Ruger bought barrels until 1990 and then bought its first hammer forge. Lots of history and pics.

"About the Authors

Vern Briggs is the Forging Process Engineer at Sturm, Ruger & Company, Newport, New Hampshire where he is responsible for barrel production.

James Higley is a Professor of Mechanical Engineering Technology at Purdue University Calumet, Hammond, Indiana where he teaches courses in design and manufacturing."
 
Precision rifles are a completely different class. Military and hunting hold to 2MOA, it's all that is needed. 2MOA won't do in a precision shoot. The 6.5 Grendel holds the 600m record with an 1 1/2" group or less, IIRC. A military rifle would shoot a 12" group and still be as lethal as the caliber allows.

With that level of practical effectiveness in mind, getting a superior barrel cheaper from hammerforging would be required - any other decision using taxpayer dollars could result in Congress being bombarded with questions about who got paid off.

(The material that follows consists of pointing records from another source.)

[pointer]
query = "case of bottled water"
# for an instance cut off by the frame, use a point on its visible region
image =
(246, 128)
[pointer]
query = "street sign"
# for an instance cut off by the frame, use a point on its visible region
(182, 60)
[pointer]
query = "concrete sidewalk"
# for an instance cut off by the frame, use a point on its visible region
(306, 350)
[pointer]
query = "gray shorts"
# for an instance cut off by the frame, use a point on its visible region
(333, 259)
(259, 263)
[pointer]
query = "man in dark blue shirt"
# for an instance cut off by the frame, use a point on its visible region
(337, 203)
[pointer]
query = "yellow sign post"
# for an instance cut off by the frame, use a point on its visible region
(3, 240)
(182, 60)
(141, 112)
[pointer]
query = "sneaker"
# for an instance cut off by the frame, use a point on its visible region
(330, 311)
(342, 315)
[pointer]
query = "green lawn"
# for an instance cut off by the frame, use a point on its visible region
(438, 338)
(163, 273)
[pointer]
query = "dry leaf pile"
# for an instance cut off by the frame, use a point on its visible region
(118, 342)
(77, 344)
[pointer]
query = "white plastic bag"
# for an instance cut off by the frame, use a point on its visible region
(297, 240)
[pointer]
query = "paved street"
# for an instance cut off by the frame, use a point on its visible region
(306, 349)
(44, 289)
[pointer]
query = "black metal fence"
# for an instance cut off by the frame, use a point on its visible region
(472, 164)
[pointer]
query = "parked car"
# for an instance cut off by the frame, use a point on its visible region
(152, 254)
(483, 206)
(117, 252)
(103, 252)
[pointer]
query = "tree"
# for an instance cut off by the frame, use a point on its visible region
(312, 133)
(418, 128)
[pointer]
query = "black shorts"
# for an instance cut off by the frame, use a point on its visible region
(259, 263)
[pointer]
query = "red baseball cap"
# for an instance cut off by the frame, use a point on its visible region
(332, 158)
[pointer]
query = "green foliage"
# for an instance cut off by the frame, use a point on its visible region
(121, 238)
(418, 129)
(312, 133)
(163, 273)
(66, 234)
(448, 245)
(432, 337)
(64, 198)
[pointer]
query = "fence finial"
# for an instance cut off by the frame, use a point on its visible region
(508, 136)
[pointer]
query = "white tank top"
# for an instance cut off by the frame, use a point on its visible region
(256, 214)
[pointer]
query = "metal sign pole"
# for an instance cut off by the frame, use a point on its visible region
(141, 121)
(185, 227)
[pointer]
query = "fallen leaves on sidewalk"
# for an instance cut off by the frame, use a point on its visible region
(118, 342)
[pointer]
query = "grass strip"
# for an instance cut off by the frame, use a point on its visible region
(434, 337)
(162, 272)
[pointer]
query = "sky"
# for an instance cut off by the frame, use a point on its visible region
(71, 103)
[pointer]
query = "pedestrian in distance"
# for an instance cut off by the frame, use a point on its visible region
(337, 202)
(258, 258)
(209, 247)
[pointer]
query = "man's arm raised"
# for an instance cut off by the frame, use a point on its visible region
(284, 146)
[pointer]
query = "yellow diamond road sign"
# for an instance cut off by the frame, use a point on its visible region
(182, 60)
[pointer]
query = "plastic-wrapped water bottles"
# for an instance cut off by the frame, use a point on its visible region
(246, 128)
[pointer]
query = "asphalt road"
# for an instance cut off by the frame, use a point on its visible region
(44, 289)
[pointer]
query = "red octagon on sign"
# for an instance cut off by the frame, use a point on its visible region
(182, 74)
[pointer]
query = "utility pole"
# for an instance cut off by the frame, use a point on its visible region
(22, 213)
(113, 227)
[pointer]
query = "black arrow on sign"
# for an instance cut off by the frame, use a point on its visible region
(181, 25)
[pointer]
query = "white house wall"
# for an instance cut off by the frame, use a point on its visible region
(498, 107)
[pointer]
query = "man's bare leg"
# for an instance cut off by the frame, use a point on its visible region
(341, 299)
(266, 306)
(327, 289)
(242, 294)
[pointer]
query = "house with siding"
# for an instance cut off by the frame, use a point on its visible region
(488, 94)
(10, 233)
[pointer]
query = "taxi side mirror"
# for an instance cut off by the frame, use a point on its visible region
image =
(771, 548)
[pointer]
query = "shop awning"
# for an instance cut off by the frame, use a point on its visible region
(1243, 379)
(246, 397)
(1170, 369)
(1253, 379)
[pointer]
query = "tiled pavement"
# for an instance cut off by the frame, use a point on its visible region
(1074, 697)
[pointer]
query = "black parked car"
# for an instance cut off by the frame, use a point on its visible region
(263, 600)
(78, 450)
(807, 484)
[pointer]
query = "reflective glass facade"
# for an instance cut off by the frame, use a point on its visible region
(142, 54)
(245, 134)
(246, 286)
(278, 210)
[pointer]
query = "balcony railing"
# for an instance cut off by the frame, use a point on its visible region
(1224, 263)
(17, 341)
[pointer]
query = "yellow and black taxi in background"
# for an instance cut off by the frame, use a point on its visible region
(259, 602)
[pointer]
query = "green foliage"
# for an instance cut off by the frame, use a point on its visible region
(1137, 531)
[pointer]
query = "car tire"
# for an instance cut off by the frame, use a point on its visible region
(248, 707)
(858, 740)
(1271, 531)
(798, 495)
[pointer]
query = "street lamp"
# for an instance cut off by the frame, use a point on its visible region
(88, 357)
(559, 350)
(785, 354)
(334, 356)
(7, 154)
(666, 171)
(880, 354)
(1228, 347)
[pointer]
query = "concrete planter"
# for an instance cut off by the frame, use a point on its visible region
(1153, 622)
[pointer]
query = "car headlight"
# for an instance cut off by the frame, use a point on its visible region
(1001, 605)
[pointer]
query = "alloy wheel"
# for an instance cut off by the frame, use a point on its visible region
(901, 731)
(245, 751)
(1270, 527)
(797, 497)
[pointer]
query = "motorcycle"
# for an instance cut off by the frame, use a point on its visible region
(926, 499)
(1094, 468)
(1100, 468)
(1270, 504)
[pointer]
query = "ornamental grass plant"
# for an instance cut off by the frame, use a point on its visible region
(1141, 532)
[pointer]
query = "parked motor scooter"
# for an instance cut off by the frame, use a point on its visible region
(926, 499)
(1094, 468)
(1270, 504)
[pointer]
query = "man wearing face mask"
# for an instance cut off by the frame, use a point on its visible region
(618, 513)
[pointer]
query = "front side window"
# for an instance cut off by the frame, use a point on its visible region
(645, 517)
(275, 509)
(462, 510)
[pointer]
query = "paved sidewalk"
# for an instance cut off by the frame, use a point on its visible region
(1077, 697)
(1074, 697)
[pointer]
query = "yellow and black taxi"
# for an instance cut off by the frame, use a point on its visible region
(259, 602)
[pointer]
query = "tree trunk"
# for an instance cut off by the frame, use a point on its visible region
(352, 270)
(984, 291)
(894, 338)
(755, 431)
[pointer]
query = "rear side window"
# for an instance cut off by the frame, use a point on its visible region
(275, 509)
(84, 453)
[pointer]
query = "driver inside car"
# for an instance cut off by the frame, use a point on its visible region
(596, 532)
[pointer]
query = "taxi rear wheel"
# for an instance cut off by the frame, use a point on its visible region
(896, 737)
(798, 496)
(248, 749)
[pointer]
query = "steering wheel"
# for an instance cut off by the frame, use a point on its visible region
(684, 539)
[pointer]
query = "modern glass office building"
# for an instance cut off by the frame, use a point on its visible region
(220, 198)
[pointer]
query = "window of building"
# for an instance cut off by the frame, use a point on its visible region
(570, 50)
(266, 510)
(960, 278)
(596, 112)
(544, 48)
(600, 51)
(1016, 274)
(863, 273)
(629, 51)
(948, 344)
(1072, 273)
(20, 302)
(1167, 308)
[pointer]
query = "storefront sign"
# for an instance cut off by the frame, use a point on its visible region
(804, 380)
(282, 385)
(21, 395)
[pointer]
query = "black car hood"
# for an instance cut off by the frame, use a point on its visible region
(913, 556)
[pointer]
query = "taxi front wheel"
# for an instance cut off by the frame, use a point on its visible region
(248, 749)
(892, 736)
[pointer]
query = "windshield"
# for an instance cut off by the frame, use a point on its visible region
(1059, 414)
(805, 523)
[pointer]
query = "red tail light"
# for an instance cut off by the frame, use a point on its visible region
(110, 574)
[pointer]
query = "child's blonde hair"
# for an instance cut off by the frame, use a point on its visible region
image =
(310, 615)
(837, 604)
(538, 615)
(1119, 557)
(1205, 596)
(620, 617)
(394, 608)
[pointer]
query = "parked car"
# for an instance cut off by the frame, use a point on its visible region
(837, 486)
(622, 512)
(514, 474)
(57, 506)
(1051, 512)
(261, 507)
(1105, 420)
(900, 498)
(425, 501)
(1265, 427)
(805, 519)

Note that Europe's gunmakers went hammerforged decades ago, but most were based on a government arms contract. The US requires a more competitive bid structure, capitalists want their share of the profit, and American labor could do the job. The cost/benefits ratios are changing - and eliminating the expensive and relatively hard to find skilled labor cuts down defects and returns. While the initial investment is higher, the long term results are superior barrels that meet spec over tens of thousands of units, just perfect for the accountants and bottom liners.

Hammerforging machines don't have bad weekends and family problems.